Kate and I had a long discussion about this today. We ultimately decided to go ahead with option (B). The primary considerations were:

The OEIS itself uses the model implicit in option B: a sequence starts at a specific index and then every term is present thereafter, possibly up to a final index.
Although it will likely significantly increase the intricacy of writing a Sequence implementation that unifies OEIS sequences with operators, and involve the backend in that as well, it should typically simplify the process of Visualizer writing, which is at a premium in this project.
Reflecting in more detail on that "typically," it seemed that for sequentially processing the values of a single Sequence in a Visualizer, it's definitely nicer to be able to begin at the beginning, and then definitely get a value that one can do ordinary arithmetic with, until one perhaps reaches the end. And from experience, that seems to be the bulk of Visualizers. It seemed that if a Visualizer did random access on a Sequence or Sequences, there really wasn't a difference between checking bounds every time and checking whether the return value was defined every time, so that was a wash on Visualizers that would work that way. The only case where it might be simpler from the Visualizer writer's point of view to get back undefineds is when processing a whole bunch of Sequences in some way that interrelates their values, you might need to do a somewhat cumbersome precomputation of iteration limits. But we don't actually have examples of this yet.

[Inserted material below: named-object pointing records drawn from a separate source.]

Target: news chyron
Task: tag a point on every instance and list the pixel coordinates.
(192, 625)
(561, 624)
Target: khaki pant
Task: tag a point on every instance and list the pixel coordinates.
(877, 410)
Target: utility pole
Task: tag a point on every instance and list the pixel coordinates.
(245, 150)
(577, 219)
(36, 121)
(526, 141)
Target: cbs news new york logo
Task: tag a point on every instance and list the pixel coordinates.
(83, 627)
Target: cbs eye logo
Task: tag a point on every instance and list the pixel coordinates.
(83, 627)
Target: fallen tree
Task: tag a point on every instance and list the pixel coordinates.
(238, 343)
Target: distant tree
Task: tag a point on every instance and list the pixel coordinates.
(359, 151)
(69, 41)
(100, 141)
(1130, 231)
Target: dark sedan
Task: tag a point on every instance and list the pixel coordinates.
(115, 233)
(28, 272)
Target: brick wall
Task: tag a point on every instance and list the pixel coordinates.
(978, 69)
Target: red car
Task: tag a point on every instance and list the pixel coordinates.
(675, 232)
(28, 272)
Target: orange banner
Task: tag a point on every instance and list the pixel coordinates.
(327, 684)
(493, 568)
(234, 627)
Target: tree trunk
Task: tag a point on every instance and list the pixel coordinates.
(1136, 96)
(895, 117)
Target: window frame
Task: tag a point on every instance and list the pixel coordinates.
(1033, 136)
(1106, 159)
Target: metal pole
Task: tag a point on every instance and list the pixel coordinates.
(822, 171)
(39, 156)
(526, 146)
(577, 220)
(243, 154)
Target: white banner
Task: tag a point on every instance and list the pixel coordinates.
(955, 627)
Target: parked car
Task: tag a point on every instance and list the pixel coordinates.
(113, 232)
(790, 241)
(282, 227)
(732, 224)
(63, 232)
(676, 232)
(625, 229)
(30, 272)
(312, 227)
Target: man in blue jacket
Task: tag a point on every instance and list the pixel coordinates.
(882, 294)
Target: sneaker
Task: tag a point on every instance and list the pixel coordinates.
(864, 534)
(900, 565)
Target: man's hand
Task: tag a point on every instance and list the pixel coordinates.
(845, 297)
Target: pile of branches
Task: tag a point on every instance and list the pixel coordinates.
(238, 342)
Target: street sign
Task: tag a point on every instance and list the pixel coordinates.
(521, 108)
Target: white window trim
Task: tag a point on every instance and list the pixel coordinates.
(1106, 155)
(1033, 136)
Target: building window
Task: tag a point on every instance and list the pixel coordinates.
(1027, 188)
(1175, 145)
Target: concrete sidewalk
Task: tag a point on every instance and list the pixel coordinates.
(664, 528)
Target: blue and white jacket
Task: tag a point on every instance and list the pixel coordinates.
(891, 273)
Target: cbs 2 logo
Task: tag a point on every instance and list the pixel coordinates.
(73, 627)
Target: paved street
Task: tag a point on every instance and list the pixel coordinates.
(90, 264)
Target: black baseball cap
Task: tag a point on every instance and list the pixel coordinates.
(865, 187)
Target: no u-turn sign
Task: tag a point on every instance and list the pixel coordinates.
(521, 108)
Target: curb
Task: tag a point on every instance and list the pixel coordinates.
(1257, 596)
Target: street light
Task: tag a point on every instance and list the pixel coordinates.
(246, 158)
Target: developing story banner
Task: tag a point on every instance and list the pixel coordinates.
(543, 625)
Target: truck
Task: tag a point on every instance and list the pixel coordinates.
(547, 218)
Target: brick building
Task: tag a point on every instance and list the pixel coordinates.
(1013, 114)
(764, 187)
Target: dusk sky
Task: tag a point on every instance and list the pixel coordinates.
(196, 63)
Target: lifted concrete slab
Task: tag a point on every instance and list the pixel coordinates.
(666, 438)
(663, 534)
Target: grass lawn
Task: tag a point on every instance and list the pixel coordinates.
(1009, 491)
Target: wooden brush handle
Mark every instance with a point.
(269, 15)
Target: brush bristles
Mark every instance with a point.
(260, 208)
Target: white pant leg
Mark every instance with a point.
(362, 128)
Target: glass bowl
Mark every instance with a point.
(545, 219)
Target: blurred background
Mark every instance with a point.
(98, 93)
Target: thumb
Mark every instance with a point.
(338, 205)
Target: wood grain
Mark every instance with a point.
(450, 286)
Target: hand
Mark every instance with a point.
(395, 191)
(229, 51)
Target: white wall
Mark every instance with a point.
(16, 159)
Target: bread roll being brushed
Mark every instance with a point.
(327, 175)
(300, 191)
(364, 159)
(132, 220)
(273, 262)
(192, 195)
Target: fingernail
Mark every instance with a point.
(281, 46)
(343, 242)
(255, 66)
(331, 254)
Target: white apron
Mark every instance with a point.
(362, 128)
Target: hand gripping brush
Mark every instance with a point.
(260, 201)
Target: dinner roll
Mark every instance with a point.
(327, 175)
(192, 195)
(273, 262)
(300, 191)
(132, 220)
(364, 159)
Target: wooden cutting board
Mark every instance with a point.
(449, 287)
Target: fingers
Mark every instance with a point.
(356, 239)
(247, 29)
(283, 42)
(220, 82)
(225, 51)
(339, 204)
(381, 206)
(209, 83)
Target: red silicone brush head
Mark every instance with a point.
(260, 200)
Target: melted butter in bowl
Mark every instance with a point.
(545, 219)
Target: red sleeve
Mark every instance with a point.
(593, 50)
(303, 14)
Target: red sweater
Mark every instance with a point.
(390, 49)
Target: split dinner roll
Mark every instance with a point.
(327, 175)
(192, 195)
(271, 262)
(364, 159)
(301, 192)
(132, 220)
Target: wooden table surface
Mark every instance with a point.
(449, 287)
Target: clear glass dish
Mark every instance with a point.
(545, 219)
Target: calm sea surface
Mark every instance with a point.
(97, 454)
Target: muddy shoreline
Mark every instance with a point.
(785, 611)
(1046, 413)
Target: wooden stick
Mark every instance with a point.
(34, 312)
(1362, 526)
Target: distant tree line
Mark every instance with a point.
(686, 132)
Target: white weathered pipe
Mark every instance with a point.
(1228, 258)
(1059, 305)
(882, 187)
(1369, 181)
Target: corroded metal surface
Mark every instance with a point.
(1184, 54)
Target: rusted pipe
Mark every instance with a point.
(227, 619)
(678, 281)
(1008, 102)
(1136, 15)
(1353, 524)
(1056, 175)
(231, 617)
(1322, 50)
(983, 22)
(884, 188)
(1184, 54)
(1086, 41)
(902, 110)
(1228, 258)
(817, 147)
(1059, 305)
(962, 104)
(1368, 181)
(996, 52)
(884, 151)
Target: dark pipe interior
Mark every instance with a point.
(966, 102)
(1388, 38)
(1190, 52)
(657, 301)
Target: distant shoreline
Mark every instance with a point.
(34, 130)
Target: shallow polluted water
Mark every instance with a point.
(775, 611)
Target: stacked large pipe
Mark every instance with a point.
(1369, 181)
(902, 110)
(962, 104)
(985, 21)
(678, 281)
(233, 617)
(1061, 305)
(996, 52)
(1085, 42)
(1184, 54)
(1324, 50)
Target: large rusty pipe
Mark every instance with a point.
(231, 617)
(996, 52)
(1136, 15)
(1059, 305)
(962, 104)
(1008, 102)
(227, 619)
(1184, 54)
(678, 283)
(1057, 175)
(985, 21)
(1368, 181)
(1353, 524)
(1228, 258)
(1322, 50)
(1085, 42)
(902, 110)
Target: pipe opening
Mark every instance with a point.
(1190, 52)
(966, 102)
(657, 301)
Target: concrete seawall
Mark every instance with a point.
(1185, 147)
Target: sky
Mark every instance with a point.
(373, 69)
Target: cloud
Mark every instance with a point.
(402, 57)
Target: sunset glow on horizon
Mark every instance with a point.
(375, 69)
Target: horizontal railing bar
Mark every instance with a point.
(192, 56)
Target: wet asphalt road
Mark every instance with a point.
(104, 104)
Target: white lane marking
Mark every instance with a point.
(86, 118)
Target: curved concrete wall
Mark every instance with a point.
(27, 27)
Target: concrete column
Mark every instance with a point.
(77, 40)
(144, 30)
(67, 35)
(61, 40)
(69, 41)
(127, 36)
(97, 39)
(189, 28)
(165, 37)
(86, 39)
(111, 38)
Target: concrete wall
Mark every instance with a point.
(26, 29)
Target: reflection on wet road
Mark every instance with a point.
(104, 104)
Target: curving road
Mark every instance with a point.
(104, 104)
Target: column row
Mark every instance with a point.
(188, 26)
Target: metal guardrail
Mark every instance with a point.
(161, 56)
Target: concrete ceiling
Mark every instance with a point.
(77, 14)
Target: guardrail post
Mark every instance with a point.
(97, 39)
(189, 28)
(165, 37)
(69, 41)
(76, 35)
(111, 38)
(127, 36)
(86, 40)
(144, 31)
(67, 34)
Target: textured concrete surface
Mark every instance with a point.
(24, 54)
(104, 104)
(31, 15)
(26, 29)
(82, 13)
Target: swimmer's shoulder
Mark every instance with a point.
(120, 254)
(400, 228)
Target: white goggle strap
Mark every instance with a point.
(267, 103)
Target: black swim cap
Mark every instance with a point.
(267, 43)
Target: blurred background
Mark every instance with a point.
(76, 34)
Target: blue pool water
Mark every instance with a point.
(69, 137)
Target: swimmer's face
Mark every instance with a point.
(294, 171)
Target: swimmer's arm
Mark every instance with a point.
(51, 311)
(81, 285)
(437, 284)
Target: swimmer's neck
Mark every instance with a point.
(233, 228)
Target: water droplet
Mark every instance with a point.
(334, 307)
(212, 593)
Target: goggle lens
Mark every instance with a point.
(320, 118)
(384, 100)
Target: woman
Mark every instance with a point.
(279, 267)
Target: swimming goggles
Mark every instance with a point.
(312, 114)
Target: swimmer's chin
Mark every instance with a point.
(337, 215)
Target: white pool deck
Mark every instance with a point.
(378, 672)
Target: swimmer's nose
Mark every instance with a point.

So in any case, option (B) it is. I will close the option (A) PR and update the option (B) PR, flagging it when it is ready; and once that is in, I will likely next try to resolve this issue so we can start adapting math.js to handle BigInts.

gwhitney commented 1 year ago

This issue started (more or less) with a need for "powmod". That need still exists. It will eventually be folded into mathjs, but that is (unfortunately) a long ways off. And I think the need for "powmod" goes beyond just needing it in visualizer functions; I think we also want to allow it in formulas. So I am going to open a specific issue for this aspect, and leave this as a placeholder for mathjs adoption and the interface to sequences that was worked out here (but is not yet fully realized, and probably won't be until mathjs is overhauled).

katestange commented 1 year ago

Thanks, Glen! I was actually going to ask you about powmod on the call (that's what I had in mind anyway). So this is excellent.

gwhitney commented 1 year ago

Thanks. If you can read and respond to #172 that would also be great.